Calculate the weight of the dangling portion of the chain at the start

This is equal to the mass per unit length multiplied by the length of the chain dangling from the table, and further multiplied by g (acceleration due to gravity), assuming downward direction as negative. So, we get \[ \text{Weight} = -2.5 \frac{kg}{m} \times 0.5m \times 10 \frac{m}{s^2} = -12.5 \, \text{N} \]

Find the work done

Now we find the work done by integrating the varying force (weight) with respect to the distance it acts on. We have to integrate from 0 to 0.5 (length of the dangling part) because the force decreases from -12.5 N (at start) to 0 N (when fully pulled up). The force function in this case is directly proportional to the length of the chain hanging from the table. The integral can be calculated as follow: \[ \text{Work Done} = \int_0^{0.5} (-12.5) \frac{y}{0.5} \, dy = -12.5 \int_0^{0.5} 2y \, dy \] This integration gives -12.5 * [y^2] from 0 to 0.5. Substituting these limits, the resulting work done is \[ \text{Work Done} = -12.5*[ (0.5)^2 - (0)^2] = -12.5 * 0.25 = -3.125 \, \text{J} \] However, work done is a scalar quantity and shouldn't be negative. The negative sign here just indicates that the work was done against the weight of the chain. So, the magnitude of work done will be: \[ \text{Work Done} = 3.125 \, \text{J} \] So, the closest answer is (B) \(3 \mathrm{~J}\).

Key concepts

Uniform Chain Problem

When dealing with the Uniform Chain Problem, it involves analyzing how a chain behaves when a part of it is hanging freely under the influence of gravity. This uniform chain is typically extended over an edge of a table or some surface.
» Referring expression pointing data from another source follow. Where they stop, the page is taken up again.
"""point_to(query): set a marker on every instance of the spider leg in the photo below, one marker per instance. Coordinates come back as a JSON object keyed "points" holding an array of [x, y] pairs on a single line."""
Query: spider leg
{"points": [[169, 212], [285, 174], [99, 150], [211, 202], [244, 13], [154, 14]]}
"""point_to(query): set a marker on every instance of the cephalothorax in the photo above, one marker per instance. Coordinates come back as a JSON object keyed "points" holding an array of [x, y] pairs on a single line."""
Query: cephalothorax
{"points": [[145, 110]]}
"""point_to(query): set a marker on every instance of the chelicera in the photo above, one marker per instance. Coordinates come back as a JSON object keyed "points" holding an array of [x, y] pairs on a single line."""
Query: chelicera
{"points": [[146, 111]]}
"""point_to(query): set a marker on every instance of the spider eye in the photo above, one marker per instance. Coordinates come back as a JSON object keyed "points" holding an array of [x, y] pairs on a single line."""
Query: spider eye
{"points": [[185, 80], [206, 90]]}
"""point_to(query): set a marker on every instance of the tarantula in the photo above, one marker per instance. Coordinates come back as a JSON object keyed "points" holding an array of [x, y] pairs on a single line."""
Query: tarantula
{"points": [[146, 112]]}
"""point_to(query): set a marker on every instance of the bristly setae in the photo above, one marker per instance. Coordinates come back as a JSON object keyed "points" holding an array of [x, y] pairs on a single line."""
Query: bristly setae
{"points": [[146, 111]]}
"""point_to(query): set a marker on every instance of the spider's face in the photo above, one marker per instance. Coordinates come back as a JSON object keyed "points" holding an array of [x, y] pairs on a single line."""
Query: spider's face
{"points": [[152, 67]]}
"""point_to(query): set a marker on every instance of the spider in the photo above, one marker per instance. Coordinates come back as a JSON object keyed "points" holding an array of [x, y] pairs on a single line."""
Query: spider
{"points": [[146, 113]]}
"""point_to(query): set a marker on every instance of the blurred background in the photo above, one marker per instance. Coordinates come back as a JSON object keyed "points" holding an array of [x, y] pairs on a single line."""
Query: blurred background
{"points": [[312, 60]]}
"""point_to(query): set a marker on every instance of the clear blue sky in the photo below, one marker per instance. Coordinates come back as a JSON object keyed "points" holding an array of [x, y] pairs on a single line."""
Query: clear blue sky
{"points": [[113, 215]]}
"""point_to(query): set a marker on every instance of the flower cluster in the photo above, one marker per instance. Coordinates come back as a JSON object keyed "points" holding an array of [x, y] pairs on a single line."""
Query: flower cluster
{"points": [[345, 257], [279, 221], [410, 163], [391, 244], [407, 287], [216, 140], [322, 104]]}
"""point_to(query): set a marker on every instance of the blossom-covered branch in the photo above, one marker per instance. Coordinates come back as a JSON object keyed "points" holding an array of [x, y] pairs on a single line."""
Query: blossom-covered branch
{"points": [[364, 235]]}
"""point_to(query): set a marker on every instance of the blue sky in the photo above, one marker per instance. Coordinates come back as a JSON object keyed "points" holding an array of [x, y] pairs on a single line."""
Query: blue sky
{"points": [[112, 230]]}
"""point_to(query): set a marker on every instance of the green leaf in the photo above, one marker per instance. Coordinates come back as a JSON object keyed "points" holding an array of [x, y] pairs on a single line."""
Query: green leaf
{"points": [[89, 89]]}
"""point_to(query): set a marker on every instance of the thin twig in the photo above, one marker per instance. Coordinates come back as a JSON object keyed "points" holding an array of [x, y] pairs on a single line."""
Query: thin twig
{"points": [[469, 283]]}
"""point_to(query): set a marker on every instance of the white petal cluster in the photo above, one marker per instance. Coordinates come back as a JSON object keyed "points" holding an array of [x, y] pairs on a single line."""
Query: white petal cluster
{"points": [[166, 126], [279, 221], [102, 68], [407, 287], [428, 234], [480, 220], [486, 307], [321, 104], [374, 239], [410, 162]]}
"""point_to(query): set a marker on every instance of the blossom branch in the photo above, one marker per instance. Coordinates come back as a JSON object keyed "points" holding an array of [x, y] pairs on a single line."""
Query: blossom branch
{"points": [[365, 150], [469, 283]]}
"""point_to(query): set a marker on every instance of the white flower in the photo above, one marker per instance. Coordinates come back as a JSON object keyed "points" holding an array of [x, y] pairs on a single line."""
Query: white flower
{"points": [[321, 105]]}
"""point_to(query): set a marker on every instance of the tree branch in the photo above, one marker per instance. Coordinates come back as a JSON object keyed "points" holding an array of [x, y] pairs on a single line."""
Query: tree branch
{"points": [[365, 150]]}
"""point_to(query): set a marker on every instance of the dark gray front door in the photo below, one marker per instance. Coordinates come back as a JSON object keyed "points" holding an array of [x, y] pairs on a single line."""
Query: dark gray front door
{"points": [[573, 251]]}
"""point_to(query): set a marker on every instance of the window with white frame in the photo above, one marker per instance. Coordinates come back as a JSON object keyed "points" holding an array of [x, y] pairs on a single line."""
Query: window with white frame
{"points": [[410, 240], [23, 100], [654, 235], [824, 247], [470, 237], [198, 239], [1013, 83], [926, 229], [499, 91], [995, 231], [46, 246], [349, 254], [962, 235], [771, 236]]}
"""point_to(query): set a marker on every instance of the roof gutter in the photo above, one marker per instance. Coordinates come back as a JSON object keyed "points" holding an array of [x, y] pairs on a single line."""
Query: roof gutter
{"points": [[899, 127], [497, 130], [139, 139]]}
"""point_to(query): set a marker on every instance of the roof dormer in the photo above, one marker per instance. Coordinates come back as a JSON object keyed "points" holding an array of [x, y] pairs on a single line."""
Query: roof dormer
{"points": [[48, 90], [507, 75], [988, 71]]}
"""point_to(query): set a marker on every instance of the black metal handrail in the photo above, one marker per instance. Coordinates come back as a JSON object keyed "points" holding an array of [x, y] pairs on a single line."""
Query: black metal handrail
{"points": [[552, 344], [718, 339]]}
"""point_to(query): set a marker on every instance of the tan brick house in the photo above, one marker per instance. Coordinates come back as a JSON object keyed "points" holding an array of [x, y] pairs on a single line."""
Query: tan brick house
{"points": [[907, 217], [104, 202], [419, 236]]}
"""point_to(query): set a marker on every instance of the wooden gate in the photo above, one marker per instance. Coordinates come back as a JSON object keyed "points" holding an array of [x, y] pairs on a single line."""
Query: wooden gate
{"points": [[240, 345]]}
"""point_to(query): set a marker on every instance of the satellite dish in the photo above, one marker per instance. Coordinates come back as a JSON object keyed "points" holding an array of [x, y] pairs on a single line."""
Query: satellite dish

The challenge usually involves determining specific physical properties like gravitational force effects, work done in pulling the chain back up, or energy transformations. Understanding this requires:

• Considering the chain's uniformity, which means its mass per unit length is constant.
• Examining how much of the chain's length is hanging and how it affects the total weight of the dangling section.
• Calculating the forces involved and any required work or energy changes to move or lift the chain.

Solving these problems allows us to illustrate important principles in mechanics, like how energy is required to perform work against gravitational forces.
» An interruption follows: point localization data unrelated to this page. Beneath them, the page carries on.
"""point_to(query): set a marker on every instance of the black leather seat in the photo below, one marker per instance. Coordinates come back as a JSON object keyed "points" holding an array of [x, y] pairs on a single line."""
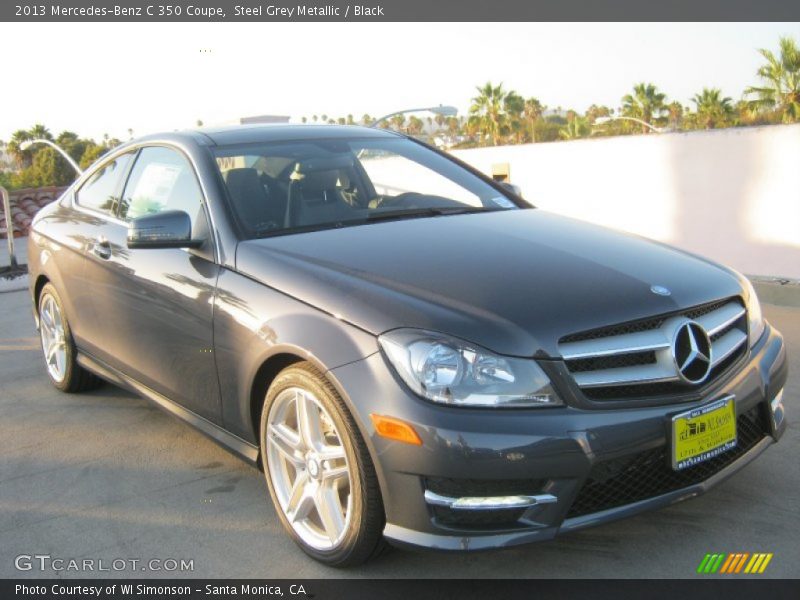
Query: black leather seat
{"points": [[254, 207], [315, 198]]}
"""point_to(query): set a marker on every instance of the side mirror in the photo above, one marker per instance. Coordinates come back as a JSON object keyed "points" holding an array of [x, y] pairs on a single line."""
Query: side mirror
{"points": [[168, 229], [514, 189]]}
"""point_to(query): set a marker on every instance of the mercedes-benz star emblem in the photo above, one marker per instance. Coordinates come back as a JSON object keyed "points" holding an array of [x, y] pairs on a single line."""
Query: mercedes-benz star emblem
{"points": [[660, 290], [691, 350]]}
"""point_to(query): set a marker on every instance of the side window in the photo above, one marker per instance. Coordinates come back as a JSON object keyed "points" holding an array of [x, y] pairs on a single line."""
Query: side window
{"points": [[99, 191], [162, 179]]}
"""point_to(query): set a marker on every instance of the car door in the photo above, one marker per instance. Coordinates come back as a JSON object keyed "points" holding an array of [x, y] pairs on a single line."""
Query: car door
{"points": [[156, 305], [77, 229]]}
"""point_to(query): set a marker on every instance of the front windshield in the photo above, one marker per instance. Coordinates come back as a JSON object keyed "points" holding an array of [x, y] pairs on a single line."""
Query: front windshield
{"points": [[290, 187]]}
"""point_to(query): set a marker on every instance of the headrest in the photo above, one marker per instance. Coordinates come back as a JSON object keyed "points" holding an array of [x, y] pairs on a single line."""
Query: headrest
{"points": [[241, 178], [320, 180]]}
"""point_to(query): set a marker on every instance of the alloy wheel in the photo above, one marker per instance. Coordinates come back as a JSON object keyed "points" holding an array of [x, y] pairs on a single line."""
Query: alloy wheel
{"points": [[308, 468], [54, 344]]}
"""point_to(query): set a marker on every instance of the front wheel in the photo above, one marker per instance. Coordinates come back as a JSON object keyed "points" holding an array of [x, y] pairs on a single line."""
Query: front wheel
{"points": [[59, 347], [319, 473]]}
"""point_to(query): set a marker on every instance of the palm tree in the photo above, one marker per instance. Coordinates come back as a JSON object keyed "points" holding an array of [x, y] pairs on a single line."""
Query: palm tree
{"points": [[576, 127], [781, 82], [398, 121], [22, 157], [532, 111], [415, 126], [713, 110], [487, 111], [514, 108], [39, 131], [675, 114], [646, 103]]}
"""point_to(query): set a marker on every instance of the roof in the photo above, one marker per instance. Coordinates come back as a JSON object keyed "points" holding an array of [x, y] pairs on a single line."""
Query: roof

Gravitational Potential Energy

Gravitational Potential Energy (GPE) is the energy an object possesses due to its position in a gravitational field. It is directly related to the height at which the object is located and the object's mass. In the context of the Uniform Chain Problem, GPE is critical as it involves the chain segment that is hanging from the table.
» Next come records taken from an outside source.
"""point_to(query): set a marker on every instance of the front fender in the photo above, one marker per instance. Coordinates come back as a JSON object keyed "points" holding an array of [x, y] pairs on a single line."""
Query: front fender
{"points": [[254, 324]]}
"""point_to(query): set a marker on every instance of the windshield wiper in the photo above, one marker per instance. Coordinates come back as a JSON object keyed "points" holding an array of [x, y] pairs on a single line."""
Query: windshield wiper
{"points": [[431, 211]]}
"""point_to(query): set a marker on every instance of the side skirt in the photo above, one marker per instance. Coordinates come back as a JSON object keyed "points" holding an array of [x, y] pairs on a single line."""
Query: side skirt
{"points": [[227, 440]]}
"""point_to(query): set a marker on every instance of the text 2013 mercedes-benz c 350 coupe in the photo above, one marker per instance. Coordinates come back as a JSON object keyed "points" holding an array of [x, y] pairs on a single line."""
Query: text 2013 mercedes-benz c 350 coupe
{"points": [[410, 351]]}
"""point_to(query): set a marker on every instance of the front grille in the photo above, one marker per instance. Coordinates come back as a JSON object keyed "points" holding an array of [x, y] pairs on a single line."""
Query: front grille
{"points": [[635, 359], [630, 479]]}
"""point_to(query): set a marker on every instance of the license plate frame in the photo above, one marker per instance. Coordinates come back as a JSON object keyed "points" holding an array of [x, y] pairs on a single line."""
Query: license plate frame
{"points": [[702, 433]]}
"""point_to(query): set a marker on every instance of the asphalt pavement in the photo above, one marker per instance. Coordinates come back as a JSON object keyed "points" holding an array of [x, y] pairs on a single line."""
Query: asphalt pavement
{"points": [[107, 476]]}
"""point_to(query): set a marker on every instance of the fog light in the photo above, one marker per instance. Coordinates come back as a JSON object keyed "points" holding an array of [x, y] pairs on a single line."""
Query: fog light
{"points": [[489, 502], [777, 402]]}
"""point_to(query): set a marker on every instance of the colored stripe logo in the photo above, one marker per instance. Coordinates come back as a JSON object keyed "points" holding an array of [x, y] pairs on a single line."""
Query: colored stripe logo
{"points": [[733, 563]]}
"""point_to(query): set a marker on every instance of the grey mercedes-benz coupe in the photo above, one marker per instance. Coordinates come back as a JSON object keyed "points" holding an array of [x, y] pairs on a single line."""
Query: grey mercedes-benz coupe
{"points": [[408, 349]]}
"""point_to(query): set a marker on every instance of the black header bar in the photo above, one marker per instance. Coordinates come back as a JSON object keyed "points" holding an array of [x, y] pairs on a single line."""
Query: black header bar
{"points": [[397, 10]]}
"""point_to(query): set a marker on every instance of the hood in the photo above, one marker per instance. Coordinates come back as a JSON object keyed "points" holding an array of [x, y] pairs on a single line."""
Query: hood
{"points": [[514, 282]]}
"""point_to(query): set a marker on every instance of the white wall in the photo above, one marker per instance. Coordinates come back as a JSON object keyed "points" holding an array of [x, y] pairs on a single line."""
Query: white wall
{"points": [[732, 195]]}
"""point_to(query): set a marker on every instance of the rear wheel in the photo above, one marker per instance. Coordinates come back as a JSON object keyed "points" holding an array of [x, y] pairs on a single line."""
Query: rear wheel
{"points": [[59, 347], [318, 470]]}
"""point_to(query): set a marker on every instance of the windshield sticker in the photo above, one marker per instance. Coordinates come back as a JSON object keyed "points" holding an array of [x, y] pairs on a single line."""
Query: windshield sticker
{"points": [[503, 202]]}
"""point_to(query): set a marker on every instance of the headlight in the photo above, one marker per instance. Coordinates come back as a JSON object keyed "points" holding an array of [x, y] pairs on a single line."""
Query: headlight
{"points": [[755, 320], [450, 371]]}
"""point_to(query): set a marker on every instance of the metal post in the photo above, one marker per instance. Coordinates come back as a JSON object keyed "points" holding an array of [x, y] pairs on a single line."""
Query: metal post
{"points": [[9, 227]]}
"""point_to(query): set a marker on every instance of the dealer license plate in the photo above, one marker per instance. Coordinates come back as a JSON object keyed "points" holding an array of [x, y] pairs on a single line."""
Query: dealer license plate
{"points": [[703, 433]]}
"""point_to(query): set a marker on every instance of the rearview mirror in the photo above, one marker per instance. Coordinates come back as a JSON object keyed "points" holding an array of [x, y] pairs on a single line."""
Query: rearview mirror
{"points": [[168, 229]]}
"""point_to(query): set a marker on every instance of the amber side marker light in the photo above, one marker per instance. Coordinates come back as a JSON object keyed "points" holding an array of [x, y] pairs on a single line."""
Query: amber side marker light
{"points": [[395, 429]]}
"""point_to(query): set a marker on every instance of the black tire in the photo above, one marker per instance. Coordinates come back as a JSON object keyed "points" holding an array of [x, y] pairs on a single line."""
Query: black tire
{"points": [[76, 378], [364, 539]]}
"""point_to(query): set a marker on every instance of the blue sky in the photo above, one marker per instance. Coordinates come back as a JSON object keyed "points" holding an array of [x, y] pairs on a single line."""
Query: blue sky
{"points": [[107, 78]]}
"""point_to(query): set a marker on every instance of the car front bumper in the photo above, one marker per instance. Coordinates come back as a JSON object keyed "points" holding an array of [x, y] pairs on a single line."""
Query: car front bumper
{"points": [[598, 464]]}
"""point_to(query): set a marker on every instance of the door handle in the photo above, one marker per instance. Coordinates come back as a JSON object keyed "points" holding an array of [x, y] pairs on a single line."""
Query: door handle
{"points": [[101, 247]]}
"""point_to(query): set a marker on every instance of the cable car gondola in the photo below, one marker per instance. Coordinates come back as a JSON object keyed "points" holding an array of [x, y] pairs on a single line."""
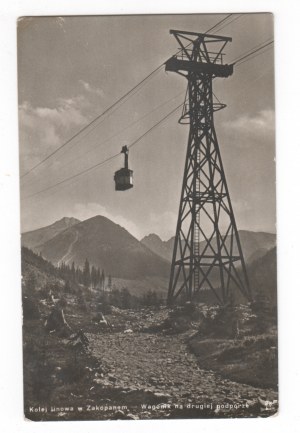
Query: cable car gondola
{"points": [[124, 177]]}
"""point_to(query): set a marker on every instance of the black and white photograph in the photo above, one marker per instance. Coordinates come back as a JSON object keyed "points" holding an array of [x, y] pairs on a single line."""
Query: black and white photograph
{"points": [[148, 216]]}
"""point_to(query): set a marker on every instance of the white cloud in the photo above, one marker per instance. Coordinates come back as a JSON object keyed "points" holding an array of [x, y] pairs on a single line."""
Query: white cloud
{"points": [[89, 210], [91, 89], [262, 125], [43, 129], [164, 224]]}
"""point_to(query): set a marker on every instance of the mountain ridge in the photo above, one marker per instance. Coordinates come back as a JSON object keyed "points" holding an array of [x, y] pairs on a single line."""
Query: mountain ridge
{"points": [[104, 244]]}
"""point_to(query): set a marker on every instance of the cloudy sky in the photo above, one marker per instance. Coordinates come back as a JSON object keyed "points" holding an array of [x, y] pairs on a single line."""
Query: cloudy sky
{"points": [[71, 69]]}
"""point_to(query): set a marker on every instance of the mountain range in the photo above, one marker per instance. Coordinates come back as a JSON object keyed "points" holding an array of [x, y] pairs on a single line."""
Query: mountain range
{"points": [[101, 241], [254, 244], [111, 247], [139, 265]]}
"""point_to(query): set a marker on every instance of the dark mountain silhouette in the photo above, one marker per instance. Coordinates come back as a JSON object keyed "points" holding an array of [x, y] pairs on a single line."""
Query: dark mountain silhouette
{"points": [[35, 238], [107, 245], [263, 276], [254, 244], [162, 248]]}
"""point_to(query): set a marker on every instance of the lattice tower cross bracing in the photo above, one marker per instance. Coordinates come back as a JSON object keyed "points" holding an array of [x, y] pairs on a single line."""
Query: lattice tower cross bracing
{"points": [[207, 251]]}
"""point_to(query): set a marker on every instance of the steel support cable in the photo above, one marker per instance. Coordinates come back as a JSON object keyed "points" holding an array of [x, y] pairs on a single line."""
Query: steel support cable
{"points": [[94, 120], [107, 110], [253, 51], [253, 56], [101, 163], [125, 129]]}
The formula used for GPE is: \[U = mgh\]Where:

• \( m \) is the mass of the object,
• \( g \) is the acceleration due to gravity (usually \( 9.8 \, \text{m/s}^2 \), but can be approximated as 10 \( \, \text{m/s}^2 \)).
• \( h \) is the height above the reference point.

In the problem at hand, the center of mass of the dangling part of the chain is considered to be at the midpoint of that portion. This is because gravitational potential energy is calculated based on where the entire mass of that part of the chain seems to "act from".

As you pull the chain back onto the table, you are effectively moving this center of mass upward, increasing its GPE.

Work Done by Gravity

The concept of Work Done by Gravity is crucial in understanding the energy changes when lifting objects against gravitational forces. When a portion of the chain hangs off the table and is pulled up, work must be done against gravitational pull.

Work done in physics is calculated using: \[W = \int F \cdot dx\]For the chain's scenario, the force \( F \) is the weight of the chain's hanging portion. This weight varies as portions of the chain are lifted back onto the table. Initially, the entire overhanging segment exerts full weight, decreasing linearly to zero as it is fully pulled up.

The work you do to pull the chain up is equivalent to:

• Overcoming the gravitational pull on each infinitesimally small section of chain.
• Changing the gravitational potential energy as the height of the center of mass increases.

This work done is a direct result of energy transfer – from the mechanical energy you exert to the increase in gravitational potential energy of the chain. Work is done when there is movement, and in this problem, it's the movement of the chain to a higher position on the table.